Cross-Era Corpus Analysis

This is supplementary material to the submission of the paper "Unveiling High-level Discriminant Harmonic Features of Musical Style in the Tonal Interval Space" to the International Conference on Music Perception and Cognition (ICMPC) 2021 conference.

Style is one of the most prominent musical traits in distinguishing historical times, composers, musicians, sonic texture, emotion, and genre. In recent years, the automatic recognition and synthesis of musical styles have been extensively pursued. Most of the work focuses on low-level perceptual characteristics that do not reflect the hierarchical nature of harmony, namely the temporal structure of the harmonic progressions. In this project, we aim to unveil musicological and perceptually inspired harmonic descriptors in the Tonal Interval Space that best discriminate musical eras within the Western classical tradition.
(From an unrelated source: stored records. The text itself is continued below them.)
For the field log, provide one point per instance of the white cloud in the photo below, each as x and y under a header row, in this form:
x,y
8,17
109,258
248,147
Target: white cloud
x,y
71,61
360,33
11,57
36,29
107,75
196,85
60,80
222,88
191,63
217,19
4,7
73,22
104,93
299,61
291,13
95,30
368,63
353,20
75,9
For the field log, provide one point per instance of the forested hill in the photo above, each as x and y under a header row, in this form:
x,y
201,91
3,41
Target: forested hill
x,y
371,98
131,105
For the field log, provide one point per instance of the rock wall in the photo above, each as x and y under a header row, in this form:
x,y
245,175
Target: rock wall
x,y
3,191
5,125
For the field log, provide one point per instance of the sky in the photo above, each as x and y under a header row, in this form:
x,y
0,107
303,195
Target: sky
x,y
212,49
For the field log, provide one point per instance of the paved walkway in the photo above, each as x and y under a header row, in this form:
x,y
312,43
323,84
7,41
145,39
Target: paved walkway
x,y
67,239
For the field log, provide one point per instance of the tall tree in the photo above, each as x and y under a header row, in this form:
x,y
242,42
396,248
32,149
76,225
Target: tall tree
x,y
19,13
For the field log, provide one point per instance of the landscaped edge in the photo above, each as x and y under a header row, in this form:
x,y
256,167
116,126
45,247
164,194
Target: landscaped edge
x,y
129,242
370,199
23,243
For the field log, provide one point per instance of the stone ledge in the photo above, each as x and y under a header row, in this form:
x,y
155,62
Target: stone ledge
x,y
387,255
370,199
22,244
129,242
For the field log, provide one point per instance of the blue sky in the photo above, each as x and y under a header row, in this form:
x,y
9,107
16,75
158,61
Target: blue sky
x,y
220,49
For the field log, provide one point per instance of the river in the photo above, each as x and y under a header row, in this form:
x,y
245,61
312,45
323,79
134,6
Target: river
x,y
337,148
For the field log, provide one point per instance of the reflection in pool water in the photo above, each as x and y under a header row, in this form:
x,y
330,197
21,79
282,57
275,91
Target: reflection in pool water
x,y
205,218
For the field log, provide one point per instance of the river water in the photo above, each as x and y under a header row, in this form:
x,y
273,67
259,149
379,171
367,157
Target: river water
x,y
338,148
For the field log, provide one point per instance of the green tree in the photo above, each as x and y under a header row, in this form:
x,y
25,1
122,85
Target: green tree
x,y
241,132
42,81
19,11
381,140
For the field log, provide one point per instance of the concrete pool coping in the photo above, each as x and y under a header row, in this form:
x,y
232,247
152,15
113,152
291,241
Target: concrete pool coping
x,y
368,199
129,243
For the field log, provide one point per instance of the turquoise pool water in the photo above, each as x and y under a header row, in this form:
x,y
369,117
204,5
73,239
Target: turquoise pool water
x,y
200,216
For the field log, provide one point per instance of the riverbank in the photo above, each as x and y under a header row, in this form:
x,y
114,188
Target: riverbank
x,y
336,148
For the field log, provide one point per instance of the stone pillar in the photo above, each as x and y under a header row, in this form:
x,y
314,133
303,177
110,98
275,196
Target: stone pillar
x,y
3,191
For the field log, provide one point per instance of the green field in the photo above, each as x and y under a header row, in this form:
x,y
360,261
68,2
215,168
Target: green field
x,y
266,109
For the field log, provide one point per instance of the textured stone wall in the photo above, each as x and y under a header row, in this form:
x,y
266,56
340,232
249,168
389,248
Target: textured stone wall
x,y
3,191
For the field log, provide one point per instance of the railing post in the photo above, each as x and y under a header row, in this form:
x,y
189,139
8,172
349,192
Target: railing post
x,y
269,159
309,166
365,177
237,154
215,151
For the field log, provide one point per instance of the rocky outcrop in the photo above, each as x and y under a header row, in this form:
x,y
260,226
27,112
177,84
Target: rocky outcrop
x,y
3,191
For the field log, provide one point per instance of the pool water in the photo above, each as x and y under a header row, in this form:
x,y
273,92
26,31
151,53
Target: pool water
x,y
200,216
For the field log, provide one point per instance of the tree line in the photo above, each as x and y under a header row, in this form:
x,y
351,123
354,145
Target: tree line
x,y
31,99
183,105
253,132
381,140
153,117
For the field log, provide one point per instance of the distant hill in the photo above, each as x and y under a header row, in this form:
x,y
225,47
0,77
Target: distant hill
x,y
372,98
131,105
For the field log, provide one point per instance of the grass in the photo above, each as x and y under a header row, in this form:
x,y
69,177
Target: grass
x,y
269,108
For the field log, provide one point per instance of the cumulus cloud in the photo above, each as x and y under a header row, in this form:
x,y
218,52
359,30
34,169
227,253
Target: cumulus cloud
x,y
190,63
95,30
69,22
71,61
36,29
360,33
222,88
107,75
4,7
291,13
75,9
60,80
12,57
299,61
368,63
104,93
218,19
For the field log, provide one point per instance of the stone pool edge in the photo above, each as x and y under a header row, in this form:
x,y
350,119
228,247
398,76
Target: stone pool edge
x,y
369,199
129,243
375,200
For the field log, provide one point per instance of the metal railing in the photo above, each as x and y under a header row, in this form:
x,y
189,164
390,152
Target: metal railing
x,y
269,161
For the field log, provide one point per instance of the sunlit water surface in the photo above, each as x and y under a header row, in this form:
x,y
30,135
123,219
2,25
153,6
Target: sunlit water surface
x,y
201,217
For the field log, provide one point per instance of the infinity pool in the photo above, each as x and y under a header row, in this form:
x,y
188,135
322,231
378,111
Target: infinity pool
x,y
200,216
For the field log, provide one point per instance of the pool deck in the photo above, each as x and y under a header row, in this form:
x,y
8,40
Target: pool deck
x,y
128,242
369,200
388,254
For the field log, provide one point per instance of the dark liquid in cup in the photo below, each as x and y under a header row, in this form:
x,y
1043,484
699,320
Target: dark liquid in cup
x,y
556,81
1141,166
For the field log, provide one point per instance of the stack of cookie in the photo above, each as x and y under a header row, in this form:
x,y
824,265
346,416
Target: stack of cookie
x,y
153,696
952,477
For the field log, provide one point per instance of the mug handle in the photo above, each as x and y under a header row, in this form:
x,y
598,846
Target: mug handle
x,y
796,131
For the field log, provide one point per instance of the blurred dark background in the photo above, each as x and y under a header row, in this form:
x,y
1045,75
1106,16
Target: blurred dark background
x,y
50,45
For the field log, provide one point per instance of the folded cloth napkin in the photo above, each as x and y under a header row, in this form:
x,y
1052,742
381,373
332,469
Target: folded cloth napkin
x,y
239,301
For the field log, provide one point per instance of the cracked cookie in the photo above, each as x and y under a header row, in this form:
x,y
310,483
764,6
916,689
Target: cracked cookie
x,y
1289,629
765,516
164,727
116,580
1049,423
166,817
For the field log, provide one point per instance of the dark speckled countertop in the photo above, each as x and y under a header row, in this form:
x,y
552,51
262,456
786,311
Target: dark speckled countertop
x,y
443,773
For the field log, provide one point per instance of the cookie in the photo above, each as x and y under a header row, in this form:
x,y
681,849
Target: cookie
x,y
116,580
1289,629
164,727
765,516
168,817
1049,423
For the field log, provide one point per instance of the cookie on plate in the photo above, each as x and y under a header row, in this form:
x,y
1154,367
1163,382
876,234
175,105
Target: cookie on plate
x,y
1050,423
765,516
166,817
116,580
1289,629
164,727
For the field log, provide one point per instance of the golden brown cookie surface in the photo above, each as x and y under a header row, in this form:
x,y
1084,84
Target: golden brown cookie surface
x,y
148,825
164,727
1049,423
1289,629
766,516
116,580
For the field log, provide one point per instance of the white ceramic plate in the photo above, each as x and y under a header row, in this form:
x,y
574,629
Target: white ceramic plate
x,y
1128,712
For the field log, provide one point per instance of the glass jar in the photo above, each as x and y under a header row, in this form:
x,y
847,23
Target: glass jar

Descriptors that account for multiple time scales of the vertical and horizontal harmonic structure are considered, which in harmonic terms can be understood as harmonic quality and progressions (notably including voice leading). The selection of representative discriminant harmonic features is data-driven and adopts the cross-era dataset, which includes 200 tracks per representative Western historical music period (Baroque, Classical, Romantic, and Modern), and two instrumentations (orchestra and piano).

Harmonic Descriptors

Next, we list the full set of harmonic descriptors adopted in the study and detail their mathematical definition and musical interpretation in the Tonal Interval Space. Each musical track is represented by a collection of harmonic descriptors computed as time-varying descriptive statistics. We focused on highly robust statistics: median (med) as a measure of central tendency and interquartile range (IQR) as a measure of the variability of the descriptor data distribution. Audio frames from which we compute Tonal Interval Vectors derive from NNLS chromagrams (window size of 8192 samples and a step size of 4410 samples, assuming a sample rate of 44.100 kHz).

Dissonance (diss): provides a perceptually inspired indicator of dissonance, as the normalized as a weighted magnitude of TIV magnitudes subtracted from unity. The descriptor output is in the [0,1] range, where 1 corresponds to a highly dissonant audio (12 pitch class cluster) and 0 to very consonant audio.
Chromaticity (chromatic): indicates the level of the chromatic quality of a given audio frame as the magnitude of the TIV in the chromatic pitch circle. It is computed as the magnitude of the T(2) normalized to unity (range [0-1]).
Dyadicity (dyad): indicates the level to which a given audio frame embeds the tritone quality. High dyadicity values indicate sonorities consisting of stacked perfect and augmented fourths. It is computed as the magnitude of the T(2) normalized to unity (range [0-1]).
Triadicity (triad): indicates the level to which a given audio frame consists of major and minor triads. It is computed as the magnitude of the T(3) normalized to unity (range [0-1]).
Diminished quality (dim): indicates the level to which a given audio frame complies to a diminished seventh chord. It is computed as the magnitude of the T(4) normalized to unity (range [0-1]).
Diatonicity (diatonic): indicates the level of diatonicity of a given audio frame. It is computed as the magnitude of the T(5) normalized to unity (range [0-1]).
Whole-toneness (wholeTone): indicates the level to which a given audio frame complies with a whole-tone set. It is computed as the magnitude of the T(6) normalized to unity (range [0-1]).
HCDF peaks (hcdfPeaks): is computed as the magnitude of the peaks from the Harmonic Change Detection Function (HCDF) in the Tonal Interval Space. Larger magnitude values indicate harmonic changes from greater perceptual distance across two sequential chords.
Harmonic Rhythm (hRhythm): is computed as the inter-peak interval (in frames) from the HCDF, thus providing a loose indicator of the harmonic rhythm.
Euclidean/Cosine Tonal Dispersion (eucTDispersion and cosTDispersion): measures the Euclidean or cosine distance of each audio frame from the tonal center. The tonal center TIV results from the mean per pc bin from a larger musical excerpt (or musical track).
Euclidean distance (eucTIV): measures the Euclidean distance between consecutive audio frames. It provides a measure of perceptual relatedness, enforcing the interval content relation across TIVs.
Cosine distance (cosTIV): measures the cosine distance between consecutive audio frames. It provides a measure of the common tone shared across TIVs, roughly related to voice leading.

Harmonic Descriptor Analysis

The interactive box plot below presents the harmonic descriptors’ statistics per era and instrumentation. To isolate particular descriptors, double-click in the plot legends. Single clicks add/remove given descriptors from the plot.

To assess the intercorrelations among harmonic audio descriptors and the number of groups of independent descriptors, we modeled the between-descriptor distances using two distance models: hierarchical clustering and metric MDS. Distance models are computed from a square matrix denoting the absolute correlation distance across all harmonic audio descriptors.

Finally, a cross-validated logistic regression was performed to rank the importance of each feature in discriminating four historical Western music genres (Baroque, Classical, Romantic, and Modern).